De nombreuses femmes ont du mal à
accéder aux soins
De fait, les
symptômes d’une même maladie s’expriment différemment d’un sexe à l’autre. Exemple
typique : l’infarctus se manifeste chez un homme par des douleurs dans la
poitrine, du côté gauche, irradiant dans la mâchoire. Chez une femme, les
signes seront plutôt digestifs. « Trop souvent, lorsqu’une femme arrive
avec des vomissements aux urgences, on va penser à une gastro ou à un ulcère,
avec le risque de passer à côté d’un infarctus », dit le
Pr Mounier-Vehier. Conséquences : les femmes victimes d’un accident
cardiaque sont prises en charge avec une heure et demie de retard en moyenne
par rapport à un homme. « Une véritable perte de chance », pour le
Pr Mounier-Vehier.
Une inégalité plus marquée dans les milieux
défavorisés
La situation est particulièrement injuste pour les plus
défavorisées. Dans un rapport publié le 7 juillet 2017 (La santé et l’accès aux soins :
une urgence pour les femmes en situation de précarité), le HCE s’est
penché sur la question des travailleurs pauvres, dont 73 % sont des femmes
souvent à la tête d’une famille
monoparentale. Ces femmes « hors radar », comme le dit Geneviève
Couraud, cumulent les difficultés d’accès aux soins, participent peu au dépistage
organisé des cancers, ne sont pas suivies sur le plan gynécologique, souffrent
davantage que la moyenne de surpoids et d’obésité, de troubles
musculo-squelettiques, d’addictions, etc. « Leur propre santé n’existe pas
à leurs yeux. Elles se disent qu’il faut tenir le coup », observe
Geneviève Couraud.
Les traitements sont souvent inadaptés aux
femmes
Les professionnels de santé commencent à s’intéresser aux
particularités liées au genre. « Mais il y a très peu de formations sur
ces sujets auprès des étudiants en médecine. De même, les médecins ne sont pas
assez formés à détecter
les violences dont peuvent être victimes les femmes et à créer un
climat qui permettrait d’aborder ces questions en consultation », regrette
Catherine Vidal, coauteure de Femmes
et santé, encore une affaire d’hommes ? ( éd. Belin).

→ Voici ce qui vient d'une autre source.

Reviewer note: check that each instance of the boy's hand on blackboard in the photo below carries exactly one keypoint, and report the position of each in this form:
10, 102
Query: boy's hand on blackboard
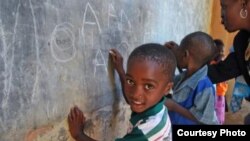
117, 60
76, 122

Pendant longtemps, la recherche scientifique sur de nouveaux
médicaments n’a tenu aucun compte des spécificités féminines. « Les
mouvements féministes aux États-Unis ont été les premiers à le dénoncer et à
obtenir le vote d’une loi, en 1993, obligeant les acteurs de la recherche
à inclure des femmes dans leurs essais cliniques », observe Catherine
Vidal. L’Europe a suivi le mouvement, mais avec un temps de retard.
Conséquences : les médicaments ne sont pas toujours adaptés au métabolisme féminin.
« Dans
le traitement du cholestérol, les femmes qui prennent une statine ont davantage
de crampes que les hommes, tout simplement parce que la dose a été calculée
pour des hommes », précise Claire Mounier-Vehier.
De même, les femmes qui bénéficient d’une réadaptation cardiaque
après un infarctus sont deux fois moins nombreuses que les hommes. Dans
certains cas, le médecin ne la leur a pas proposée. Mais parfois, c’est la
patiente qui a refusé. Pour faire avancer les choses, les femmes devront aussi
changer de regard sur leur propre santé.